An important asset subject to division is a retirement benefit accrued by a spouse during the course of the marriage. In Utah, the formula is often referred to as the Woodward formula, so called because it was first articulated in the case of Woodward v. Woodward, [Case Cite 656 P.2d 431-Utah 1982]. Basically, the court will create a fraction by dividing the number of months that the spouse accumulated retirement benefits during the course of the marriage by the total number of months that the spouse accumulated retirement benefits. While not perfect, this number represents the portion of the retirement that is an asset of the marriage. Then, the court takes half of that amount and then awards that portion of the retirement to the non-retiring spouse. This is not the end of the process, however. Most employers will not simply divide the retirement and pay it over to the non-retiring spouse. That spouse must also have a Qualified Domestic Relations Order (often referred to as a “Quadro”) in order to effect the ultimate division of the retirement.
While not always a consideration, the Social Security benefits to be collected by each party is another asset to be considered in the final division of assets. See Olsen v. Olsen, 2007 UT App 296, 22, 169 P.3d 765. The court will not likely order payment of Social Security benefits from one party to the other, as federal law preempts state law on that matter, but will make offsets in distribution of marital assets in order to take disparities in those benefits into account.
Likewise, when dividing debts and obligations of the marriage, courts will take into account all of the same factors as dividing the assets. In fact, if there are not many assets to be divided, the court will attempt to balance the equities through the assignment of debts. In many cases, if an obligation is associated with a marital asset, the person taking the asset will also be responsible for the corresponding debt. As with the assets, the court has broad discretion in apportioning those debts.

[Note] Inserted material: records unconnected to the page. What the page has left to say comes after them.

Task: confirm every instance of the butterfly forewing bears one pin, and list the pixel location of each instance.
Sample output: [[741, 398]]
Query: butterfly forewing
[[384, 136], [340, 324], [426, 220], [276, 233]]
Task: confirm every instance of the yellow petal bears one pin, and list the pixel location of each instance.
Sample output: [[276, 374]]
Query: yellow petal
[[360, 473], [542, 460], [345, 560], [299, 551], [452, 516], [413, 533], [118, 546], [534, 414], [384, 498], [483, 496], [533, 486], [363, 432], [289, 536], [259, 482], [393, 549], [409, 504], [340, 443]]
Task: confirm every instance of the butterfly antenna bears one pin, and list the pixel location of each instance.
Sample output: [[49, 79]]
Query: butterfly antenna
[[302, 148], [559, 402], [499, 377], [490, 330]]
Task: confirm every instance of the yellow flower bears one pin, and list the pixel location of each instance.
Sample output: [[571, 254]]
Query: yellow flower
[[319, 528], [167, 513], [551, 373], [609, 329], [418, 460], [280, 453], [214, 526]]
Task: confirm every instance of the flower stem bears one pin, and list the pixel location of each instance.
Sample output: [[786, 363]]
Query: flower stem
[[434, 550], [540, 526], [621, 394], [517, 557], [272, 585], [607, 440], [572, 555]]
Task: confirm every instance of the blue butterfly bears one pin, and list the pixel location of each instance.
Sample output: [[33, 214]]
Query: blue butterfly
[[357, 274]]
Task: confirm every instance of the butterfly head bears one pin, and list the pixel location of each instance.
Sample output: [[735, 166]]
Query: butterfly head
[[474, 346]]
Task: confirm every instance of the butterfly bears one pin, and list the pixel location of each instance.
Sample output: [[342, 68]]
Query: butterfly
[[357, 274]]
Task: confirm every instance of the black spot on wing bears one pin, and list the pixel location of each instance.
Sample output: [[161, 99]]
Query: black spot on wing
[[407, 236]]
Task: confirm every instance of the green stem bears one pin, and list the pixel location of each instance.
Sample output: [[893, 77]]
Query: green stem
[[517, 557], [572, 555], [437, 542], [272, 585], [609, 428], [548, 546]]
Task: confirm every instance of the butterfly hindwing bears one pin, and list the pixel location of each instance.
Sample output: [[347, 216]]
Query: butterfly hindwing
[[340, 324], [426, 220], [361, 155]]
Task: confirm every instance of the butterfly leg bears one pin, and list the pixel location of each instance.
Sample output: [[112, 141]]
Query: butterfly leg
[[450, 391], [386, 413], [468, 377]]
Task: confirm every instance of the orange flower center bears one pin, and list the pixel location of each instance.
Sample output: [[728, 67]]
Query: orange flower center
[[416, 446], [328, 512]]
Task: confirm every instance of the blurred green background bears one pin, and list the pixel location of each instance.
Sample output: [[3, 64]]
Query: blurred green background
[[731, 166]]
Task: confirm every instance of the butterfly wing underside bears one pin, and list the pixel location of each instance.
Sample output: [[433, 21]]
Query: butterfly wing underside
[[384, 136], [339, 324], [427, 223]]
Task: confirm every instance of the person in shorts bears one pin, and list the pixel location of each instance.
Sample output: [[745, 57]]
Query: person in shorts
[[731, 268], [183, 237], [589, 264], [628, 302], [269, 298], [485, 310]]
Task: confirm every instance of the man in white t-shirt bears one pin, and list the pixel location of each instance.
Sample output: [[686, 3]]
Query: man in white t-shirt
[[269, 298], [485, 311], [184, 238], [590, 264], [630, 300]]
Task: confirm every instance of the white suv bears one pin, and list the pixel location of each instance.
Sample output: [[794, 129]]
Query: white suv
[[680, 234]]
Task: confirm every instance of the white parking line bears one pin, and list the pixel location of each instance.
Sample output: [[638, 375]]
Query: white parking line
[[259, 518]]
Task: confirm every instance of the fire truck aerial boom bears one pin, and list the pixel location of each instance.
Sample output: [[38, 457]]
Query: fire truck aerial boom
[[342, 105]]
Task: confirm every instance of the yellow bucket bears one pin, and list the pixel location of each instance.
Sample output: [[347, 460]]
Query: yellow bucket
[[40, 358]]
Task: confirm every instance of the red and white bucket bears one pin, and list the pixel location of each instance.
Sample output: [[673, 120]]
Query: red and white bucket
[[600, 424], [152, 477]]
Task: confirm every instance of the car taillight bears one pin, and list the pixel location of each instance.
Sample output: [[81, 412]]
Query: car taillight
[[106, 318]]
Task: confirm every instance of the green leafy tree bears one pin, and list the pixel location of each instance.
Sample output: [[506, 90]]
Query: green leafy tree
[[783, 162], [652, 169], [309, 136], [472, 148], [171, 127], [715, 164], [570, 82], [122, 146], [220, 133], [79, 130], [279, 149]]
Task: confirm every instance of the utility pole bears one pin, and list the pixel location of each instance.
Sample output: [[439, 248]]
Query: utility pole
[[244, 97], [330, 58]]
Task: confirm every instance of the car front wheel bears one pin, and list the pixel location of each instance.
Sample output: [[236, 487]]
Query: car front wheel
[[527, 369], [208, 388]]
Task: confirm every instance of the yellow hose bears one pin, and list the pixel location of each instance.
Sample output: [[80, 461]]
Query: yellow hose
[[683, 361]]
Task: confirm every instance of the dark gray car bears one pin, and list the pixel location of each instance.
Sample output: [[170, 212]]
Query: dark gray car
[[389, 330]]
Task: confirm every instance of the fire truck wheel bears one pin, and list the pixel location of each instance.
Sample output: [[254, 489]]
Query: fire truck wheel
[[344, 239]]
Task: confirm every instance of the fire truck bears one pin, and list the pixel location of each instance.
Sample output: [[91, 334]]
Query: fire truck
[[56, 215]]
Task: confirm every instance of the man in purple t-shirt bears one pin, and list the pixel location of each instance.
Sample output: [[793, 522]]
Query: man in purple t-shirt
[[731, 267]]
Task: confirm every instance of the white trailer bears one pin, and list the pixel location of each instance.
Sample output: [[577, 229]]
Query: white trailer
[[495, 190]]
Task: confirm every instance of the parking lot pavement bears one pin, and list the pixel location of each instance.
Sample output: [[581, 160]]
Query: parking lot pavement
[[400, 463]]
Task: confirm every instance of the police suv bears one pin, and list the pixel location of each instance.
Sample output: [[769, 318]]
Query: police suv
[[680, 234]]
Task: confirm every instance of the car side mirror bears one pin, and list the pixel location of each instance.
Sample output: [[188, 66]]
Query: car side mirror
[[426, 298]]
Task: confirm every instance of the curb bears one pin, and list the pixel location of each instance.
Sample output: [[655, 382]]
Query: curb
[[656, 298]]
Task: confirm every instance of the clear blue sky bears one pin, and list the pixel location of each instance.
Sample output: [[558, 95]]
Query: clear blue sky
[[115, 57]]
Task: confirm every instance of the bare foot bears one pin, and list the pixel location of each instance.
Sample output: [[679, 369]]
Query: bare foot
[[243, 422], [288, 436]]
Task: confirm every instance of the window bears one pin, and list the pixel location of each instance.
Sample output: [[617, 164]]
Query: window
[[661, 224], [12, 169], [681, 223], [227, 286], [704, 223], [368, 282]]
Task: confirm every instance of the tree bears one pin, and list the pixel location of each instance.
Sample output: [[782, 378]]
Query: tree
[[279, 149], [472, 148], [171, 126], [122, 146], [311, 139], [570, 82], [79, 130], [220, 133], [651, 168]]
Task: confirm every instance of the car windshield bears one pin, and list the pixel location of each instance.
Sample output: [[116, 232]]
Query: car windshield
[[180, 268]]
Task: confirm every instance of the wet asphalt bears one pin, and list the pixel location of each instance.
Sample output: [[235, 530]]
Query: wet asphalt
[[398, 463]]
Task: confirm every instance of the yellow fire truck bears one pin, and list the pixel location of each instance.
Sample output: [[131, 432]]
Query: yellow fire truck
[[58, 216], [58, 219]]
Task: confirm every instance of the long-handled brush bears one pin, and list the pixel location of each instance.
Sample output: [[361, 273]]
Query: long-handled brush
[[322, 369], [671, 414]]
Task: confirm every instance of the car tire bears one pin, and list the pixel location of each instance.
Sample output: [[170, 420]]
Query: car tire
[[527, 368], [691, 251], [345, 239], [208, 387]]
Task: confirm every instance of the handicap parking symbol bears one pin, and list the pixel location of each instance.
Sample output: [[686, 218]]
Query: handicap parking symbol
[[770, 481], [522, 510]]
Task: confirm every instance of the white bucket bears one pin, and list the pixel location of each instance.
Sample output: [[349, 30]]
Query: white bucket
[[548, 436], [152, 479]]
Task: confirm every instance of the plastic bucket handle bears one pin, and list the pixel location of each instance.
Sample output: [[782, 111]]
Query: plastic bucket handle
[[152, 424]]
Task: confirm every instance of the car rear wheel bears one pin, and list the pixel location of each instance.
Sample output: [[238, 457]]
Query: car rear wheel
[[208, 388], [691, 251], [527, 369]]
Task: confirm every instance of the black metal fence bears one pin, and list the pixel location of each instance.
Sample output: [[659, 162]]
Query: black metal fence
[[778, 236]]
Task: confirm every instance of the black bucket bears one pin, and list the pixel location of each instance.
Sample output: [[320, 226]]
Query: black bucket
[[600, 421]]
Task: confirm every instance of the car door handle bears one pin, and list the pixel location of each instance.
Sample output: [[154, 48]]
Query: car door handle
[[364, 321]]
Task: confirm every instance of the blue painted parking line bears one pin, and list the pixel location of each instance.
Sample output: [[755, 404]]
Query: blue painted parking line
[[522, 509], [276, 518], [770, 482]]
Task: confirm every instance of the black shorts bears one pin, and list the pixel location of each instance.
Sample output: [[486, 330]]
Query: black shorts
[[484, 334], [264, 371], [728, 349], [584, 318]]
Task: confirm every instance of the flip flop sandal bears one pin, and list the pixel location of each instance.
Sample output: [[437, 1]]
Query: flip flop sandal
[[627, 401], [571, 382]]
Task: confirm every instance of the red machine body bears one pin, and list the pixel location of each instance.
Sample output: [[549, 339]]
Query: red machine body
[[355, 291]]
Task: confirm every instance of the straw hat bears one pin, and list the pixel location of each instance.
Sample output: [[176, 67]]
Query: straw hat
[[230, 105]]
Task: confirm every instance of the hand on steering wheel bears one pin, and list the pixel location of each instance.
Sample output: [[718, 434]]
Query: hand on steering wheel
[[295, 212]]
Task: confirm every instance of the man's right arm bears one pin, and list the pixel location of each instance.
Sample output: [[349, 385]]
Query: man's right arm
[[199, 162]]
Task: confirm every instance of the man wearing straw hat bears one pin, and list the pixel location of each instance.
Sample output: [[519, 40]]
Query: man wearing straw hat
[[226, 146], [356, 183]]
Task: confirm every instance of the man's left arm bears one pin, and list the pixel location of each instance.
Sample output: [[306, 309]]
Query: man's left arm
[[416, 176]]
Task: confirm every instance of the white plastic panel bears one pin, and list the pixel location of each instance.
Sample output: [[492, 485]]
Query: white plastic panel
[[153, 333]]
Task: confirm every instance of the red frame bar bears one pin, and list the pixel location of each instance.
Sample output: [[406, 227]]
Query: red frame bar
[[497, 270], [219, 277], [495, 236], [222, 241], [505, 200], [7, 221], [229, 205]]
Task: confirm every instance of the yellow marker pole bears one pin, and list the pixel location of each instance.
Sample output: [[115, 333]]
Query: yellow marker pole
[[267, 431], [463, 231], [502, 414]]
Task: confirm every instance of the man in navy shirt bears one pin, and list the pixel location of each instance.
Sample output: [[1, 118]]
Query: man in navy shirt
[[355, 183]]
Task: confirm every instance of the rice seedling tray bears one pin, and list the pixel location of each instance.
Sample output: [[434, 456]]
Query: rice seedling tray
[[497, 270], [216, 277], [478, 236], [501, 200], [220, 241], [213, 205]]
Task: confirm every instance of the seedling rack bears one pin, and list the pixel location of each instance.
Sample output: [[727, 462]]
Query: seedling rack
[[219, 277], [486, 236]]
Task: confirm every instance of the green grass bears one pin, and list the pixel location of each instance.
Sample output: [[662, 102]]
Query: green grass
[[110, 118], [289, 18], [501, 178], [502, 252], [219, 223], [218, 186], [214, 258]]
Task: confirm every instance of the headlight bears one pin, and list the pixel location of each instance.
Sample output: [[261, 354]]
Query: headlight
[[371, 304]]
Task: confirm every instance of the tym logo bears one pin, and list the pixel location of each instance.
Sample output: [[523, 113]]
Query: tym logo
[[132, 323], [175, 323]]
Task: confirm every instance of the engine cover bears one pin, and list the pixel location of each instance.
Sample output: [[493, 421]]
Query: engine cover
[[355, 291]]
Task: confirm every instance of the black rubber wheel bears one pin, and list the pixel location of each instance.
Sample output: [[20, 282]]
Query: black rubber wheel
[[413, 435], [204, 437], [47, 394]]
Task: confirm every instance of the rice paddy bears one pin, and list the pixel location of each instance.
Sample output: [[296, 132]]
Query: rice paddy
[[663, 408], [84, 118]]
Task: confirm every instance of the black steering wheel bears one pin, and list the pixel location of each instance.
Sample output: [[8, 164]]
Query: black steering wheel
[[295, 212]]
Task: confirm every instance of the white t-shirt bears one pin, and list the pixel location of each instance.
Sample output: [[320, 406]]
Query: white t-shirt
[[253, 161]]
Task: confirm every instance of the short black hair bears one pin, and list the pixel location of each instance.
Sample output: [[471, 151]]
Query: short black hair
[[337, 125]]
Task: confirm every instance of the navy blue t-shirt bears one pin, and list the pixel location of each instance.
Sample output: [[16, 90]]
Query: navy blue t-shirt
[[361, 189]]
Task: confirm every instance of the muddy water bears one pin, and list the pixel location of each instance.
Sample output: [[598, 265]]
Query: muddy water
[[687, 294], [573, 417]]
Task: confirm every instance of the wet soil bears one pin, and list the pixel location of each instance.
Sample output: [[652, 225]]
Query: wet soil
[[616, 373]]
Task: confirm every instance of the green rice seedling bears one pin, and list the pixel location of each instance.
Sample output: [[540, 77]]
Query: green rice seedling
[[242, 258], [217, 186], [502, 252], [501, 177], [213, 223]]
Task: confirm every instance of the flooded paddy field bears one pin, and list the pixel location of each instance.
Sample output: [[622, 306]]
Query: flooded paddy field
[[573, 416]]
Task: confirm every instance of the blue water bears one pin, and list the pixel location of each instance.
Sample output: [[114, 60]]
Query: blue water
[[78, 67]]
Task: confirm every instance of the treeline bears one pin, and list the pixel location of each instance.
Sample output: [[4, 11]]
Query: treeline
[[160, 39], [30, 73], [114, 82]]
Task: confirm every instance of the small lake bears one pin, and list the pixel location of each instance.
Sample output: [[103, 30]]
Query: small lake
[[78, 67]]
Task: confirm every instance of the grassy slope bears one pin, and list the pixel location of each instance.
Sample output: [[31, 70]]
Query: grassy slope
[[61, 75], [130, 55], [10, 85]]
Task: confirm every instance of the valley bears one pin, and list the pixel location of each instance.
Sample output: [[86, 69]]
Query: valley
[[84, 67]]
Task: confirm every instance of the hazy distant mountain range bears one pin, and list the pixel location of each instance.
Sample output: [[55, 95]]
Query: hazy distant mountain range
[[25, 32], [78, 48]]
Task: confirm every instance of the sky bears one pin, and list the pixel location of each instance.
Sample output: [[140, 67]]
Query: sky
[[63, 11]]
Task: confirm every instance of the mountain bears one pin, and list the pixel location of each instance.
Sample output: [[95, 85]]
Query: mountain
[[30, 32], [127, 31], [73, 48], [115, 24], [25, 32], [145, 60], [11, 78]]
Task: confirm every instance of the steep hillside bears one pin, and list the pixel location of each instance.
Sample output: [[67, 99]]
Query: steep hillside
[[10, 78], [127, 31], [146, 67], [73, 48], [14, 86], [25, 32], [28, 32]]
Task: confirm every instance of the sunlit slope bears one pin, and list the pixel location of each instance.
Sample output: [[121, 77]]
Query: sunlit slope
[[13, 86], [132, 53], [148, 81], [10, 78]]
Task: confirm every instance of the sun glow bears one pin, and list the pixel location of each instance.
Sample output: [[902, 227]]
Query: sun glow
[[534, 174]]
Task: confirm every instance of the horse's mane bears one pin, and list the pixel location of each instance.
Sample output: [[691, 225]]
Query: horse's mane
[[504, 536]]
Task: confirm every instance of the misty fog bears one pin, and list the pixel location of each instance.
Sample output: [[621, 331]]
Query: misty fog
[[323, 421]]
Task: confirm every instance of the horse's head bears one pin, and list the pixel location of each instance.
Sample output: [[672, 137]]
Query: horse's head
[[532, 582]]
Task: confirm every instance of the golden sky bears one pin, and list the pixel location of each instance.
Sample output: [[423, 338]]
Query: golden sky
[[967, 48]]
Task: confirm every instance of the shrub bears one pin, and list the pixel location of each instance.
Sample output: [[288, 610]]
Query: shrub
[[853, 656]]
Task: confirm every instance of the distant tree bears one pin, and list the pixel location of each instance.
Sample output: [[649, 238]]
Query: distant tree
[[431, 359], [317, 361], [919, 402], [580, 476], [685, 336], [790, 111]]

Before the court has the opportunity to address the division of assets and liabilities on a permanent basis, the parties to the divorce action have the first shot at trying to work out the financial issues. While mediation is required by Utah state law (see Utah Code Annotated 30-3-39 (2009)), it allows the parties to address important issues and play a direct role in creating the final division of property. Mediation allows a party to “pick and choose” which assets are most important in the final analysis.